9. LEGAL BASIS FOR THE PROCESSING OF PERSONAL DATA

Article 6, Paragraph 1, Subparagraph A of the GDPR is the legal basis for the processing of personal data for which we have obtained consent. If the processing of personal data is necessary for the implementation of a contract to which the subject is a part, such as when the processing of personal data is necessary for the delivery of goods or services, the processing of personal data is based on Article 6, Paragraph 1, Subsection B of the GDPR. The same applies when processing personal data that is necessary to implement pre-contractual measures, for example in the case of inquiries related to products or services. If a legal or natural person is the subject of a legal obligation for which the processing of personal data is necessary, such as fulfilling tax obligations, the processing of personal data is based on Article 6, Paragraph 1, Subsection C of the GDPR. In rare cases, the processing of personal data is necessary to protect the interests of the data subject or some other natural person. For example, in the event that the respondent is injured while visiting the site of the owner of this website, personal information such as name, age, health insurance information or some other vital information will have to be forwarded to a doctor, hospital or a third party. Such data processing is based on Article 6, Paragraph 1, Subparagraph D of the GDPR. Finally, the processing of personal data can also be based on Article 6, Paragraph 1, Subparagraph F of the GDPR. This legal basis is used in personal data processing procedures when no previous legal basis is applicable, if the processing of personal data is necessary for the legitimate interests of the owner of the website Java promet d.o.o. or some third parties, except in situations where the stated interests threaten the basic rights and freedoms of the subject, and which require the protection of personal data. This kind of processing of personal data is especially allowed since it is specifically mentioned by the EU Legislation. It is envisaged that it is possible to invoke a legitimate interest if the subject is a client of the personal data processor.

10. LEGITIMATE INTERESTS OF PERSONAL DATA PROCESSOR OR THIRD PARTIES

In places where the processing of personal data is based on Article 6, Paragraph 1, Subparagraph F of the GDPR, the legitimate interest is business for the benefit of employees and/or shareholders, if these exist.

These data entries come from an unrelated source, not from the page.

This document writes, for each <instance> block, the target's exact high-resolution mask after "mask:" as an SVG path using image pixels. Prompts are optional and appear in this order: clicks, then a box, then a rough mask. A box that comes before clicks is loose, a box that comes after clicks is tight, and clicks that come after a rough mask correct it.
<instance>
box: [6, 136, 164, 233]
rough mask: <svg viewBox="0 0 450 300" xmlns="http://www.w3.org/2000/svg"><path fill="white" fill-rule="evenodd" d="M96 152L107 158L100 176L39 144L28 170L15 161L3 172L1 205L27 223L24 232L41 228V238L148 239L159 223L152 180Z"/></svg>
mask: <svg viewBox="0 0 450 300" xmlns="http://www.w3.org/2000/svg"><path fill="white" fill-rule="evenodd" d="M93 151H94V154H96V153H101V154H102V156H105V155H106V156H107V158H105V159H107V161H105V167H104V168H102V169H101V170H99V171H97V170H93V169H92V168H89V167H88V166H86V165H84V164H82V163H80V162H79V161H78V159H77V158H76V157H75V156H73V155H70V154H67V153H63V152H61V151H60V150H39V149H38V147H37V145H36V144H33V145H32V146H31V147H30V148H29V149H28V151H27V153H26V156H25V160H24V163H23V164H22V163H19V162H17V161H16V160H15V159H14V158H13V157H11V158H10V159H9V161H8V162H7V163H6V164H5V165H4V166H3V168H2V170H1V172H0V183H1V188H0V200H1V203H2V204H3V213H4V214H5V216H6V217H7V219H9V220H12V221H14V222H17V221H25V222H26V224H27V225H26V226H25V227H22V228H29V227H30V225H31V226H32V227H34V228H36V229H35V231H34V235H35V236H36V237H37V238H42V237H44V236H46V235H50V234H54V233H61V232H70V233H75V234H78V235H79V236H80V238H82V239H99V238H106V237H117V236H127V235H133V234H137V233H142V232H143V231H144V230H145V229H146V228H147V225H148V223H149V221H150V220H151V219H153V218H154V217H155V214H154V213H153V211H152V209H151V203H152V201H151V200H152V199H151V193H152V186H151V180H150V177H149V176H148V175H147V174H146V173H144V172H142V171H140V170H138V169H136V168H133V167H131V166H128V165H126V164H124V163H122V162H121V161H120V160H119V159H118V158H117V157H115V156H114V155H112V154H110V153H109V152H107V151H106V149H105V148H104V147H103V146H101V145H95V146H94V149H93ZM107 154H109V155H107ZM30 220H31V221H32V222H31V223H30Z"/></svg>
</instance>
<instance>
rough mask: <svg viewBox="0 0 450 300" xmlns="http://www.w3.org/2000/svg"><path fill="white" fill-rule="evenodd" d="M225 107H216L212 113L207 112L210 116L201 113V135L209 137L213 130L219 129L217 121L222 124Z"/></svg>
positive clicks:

11. STORAGE PERIOD OF PERSONAL DATA

The criterion for determining the storage period of personal data is the maximum storage period determined by law. After this period, the personal data is routinely deleted, until it is no longer necessary to fulfill the contract or conclude it.

12. PROVIDING PERSONAL DATA AS A LEGAL OR CONTRACTUAL REQUIREMENT; PREREQUISITE FOR CONCLUSION OF CONTRACT; SUBJECT’S OBLIGATION TO PROVIDE PERSONAL DATA; POSSIBLE CONSEQUENCES IF PERSONAL INFORMATION IS NOT PROVIDED

We must clarify that the provision of personal data is partly prescribed by law (eg tax provisions) or may be the result of a contractual obligation (eg information about a contractual partner). Sometimes it is necessary to conclude a contract so that the subject provides personal data, which are then processed. The subject, for example, is required to provide personal data when with the owner of the website Java promet d.o.o. enters into a contract. Refusal to provide personal data will result in the impossibility of concluding a contract. Before the subject provides personal data, he will have to contact the owner of the website Java promet d.o.o.. He will then indicate to him whether the provision of personal data is legally or contractually necessary, i.e. whether it is necessary to conclude a contract, whether there is an obligation to provide personal data and finally the consequences if he refuses to provide personal data.

13. EXISTENCE OF AUTOMATED DECISION-MAKING PROCESS

As a responsible business partner, the website Java promet d.o.o. does not use an automated decision-making process, i.e. profiling.